I do not accept people's broader points objecting to the principle of ASBOs-I will not say that those points were tediously made, but I have been listening to them for 10 years-and now to gangster ASBOs, or GASBOs. Where ASBOs have worked, up and down the country, they have worked tremendously effectively. They have worked incredibly well for many communities, but I take the point that some hon. Members made about the interface between the law, some local councils-although, to be fair, they are getting better-and the Crown Prosecution Service and the local prosecutorial powers. All those elements need to be lined up properly if the orders are to be effectively, and sparingly, used. I welcome the advances made in relation to GASBOs, if I may use that shorthand to describe them.

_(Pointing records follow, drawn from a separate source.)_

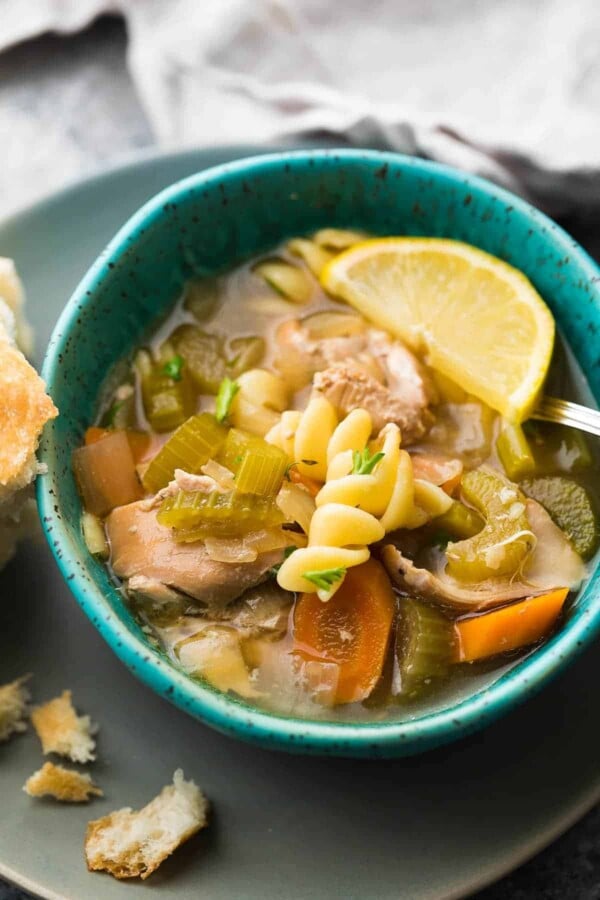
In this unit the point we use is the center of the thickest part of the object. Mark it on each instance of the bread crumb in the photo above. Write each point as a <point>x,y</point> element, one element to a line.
<point>24,410</point>
<point>65,785</point>
<point>129,844</point>
<point>62,731</point>
<point>14,698</point>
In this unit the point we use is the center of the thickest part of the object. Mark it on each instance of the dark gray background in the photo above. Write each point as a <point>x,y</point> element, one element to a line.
<point>67,108</point>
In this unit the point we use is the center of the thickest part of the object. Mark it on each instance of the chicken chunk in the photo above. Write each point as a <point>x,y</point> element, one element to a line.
<point>300,356</point>
<point>348,387</point>
<point>444,590</point>
<point>142,547</point>
<point>366,369</point>
<point>552,564</point>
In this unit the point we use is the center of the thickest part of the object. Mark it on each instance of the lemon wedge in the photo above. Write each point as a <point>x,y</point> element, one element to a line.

I want to finish by mentioning three elements that are not in the Bill, but which matter and which merit serious discussion in regard to the policing world. It is my profound regret that, at one of my first meetings as Minister with responsibility for policing, I had to tell the Lancashire and Cumbria police forces that they could not merge. I shall leave that on the table and say no more, save that I absolutely agree with Hugh Orde, the head of the Association of Chief Police Officers, when he says that 43 police forces to cover the best part of 54 million people is simply not sustainable. I believe that we could have between nine and 12, which could then become much more localised-rather like the Metropolitan police are seeking to do-and hold the police accountable at that very localised level. The notion of having 43 forces for 54 million people in England and Wales is complete nonsense, and that is a matter that we shall collectively have to return to-

Chris Huhne indicated dissent.

Mr. McNulty: Don't shake your head; you're supposed to be a radical.

Chris Huhne: The right hon. Gentleman has a lot of experience in this area, but there are real problems with the case that he is trying to make in regard to size per se. The biggest police force in the country certainly has a lot of problems that other police forces-even those in other urban areas-do not have. It also has some pretty poor performance indicators, compared with other police forces. So bigger does mean more beautiful.

Mr. McNulty rose-

Mr. Deputy Speaker: Order. I am sure that the right hon. Gentleman is now coming to the end of his remarks. He said that he wanted to make three points about things that were not in the Bill. Perhaps he will bear that in mind as he closes his remarks.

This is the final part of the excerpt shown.